4721 sayılı Türk Medenî Kanunu m. 194 f. I hükmü ile eşlerin “fiil ehliyetinin sınırlandırılması” ise “Eşlerden biri, ‘diğer eşin açık rızası bulunmadıkça,’ aile konutu ile ilgili kira sözleşmesini feshedemez, aile konutunu devredemez veya aile konutu üzerindeki hakları sınırlayamaz.” sözleriyle biçimlendirilmiştir.
“Fiil ehliyeti sınırlamasına” yönelik düşüncemiz aynı zamanda İsviçre öğretisindeki “çoğunluk görüşü” olduğu gibi Türkiye öğretisinde de kabul gören bir düşüncedir. (TUOR/SCHNYDER/SCHMID/RUMO-JUNGO, s. 205, HEGNAUER/BREİTSCHMİD, N. 17.17, s. 183, HAUSHEER/GEİSER/KOBEL, N. 08.103. s. 89, ÖZTAN, s. 205-206.) Amaç aileyi bir bütün olarak korumaktır. (HAUSHEER/REUSSER/GEİSER, Art. 169, nr.37a, HASANBÖHLER, Art.169, nr.11, AKINTÜRK, s. 352-354, ÖZTAN, s. 205-206.)
Eşlerin “fiil ehliyetinin sınırlandırılması” olgusu ‘diğer eşin açık rızası bulunmadıkça,’ vurgusu ile seslendirilmiştir. Başka bir anlatımla 4721 sayılı Türk Medenî Kanunu’nun m. 194 f. I hükmü ile aile konutunun başkalarına devri “diğer eşin açık rızasına” bağlanmıştır. Böylece aile konutu olarak özgülenen taşınmazın mülkiyetinin devri diğer eşin “rızasına bağlı” bir hukuki işlem olarak kabul edilmiştir.(Şükran ŞIPKA, Aile Konutu İle İlgili İşlemlerde Diğer Eşin Rızası (TMK. m. 194), Doçentlik başvuru eseri, İstanbul-2004, s. 137, Bilge ÖZTAN, Aile Hukuku, Ankara-2004, s. 207, Ahmet M. KILIÇOĞLU, Türk Medenî Kanunu’nda Diğer Eşin Rızasına Bağlı Hukuksal İşlemler ve Yasal Alım Hakkı, Ankara-2002, s.18)

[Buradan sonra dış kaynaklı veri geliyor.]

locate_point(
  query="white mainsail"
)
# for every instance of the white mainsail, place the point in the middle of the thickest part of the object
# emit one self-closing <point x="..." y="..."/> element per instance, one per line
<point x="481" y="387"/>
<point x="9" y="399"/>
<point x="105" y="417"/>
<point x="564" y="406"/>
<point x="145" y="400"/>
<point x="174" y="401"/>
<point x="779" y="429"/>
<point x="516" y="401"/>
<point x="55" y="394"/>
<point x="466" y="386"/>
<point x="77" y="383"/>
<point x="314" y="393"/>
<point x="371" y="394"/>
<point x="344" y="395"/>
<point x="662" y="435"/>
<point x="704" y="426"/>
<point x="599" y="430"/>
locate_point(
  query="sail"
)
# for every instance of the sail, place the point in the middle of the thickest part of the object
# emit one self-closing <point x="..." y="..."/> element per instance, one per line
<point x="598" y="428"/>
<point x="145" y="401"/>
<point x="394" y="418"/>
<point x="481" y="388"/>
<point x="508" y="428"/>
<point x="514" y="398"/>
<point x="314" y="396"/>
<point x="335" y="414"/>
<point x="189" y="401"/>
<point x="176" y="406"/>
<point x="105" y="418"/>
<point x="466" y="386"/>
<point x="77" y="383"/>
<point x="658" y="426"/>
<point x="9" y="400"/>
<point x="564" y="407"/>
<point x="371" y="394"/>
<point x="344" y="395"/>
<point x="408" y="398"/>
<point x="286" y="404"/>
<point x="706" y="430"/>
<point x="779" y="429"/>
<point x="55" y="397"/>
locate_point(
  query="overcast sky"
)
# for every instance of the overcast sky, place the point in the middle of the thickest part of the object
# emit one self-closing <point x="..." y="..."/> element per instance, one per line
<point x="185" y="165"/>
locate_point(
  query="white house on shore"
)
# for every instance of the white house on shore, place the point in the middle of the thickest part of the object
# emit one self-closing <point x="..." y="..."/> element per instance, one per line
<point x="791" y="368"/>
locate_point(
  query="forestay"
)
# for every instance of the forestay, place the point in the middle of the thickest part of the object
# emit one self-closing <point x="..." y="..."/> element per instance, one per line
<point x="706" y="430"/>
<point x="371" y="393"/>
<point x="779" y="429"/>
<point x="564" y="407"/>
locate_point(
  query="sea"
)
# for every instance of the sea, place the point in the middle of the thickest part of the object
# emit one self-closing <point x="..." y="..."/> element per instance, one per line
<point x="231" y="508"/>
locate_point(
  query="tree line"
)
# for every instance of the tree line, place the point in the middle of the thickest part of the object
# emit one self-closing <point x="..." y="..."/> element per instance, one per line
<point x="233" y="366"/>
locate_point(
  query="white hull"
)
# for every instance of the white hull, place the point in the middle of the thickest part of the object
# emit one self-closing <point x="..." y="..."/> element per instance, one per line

4721 sayılı Türk Medenî Kanunu’nun m. 194 f. I hükmü ile aile konutunun başkalarına devri diğer eşin “rızasına” değil de “açık rızasına” bağlanmıştır. Rızanın sözlü olarak verilmesi yeterli görülse idi “rızasına” deyişi maksadı anlatmaya yeter de artardı bile. Oysa özellikle “açık rıza” deyişiyle maksadın farklı olduğu gösterilmiştir. Biz bu sebeple “açık rıza” deyişini rızanın “resmi şekilde” olarak alınması olarak yorumladık. Nitekim İsviçre Tapu Tüzüğü (GBV) Art. 13a hükmü ile ZGB m. 169 gerekçesinde “yazılı rıza” deyişi varken İsviçre tapu uygulamasında da yazılı şeklin “resmi makam” tarafından onaylanması aranmaktadır. (SCHMID, s. 609, ŞIPKA, s.143)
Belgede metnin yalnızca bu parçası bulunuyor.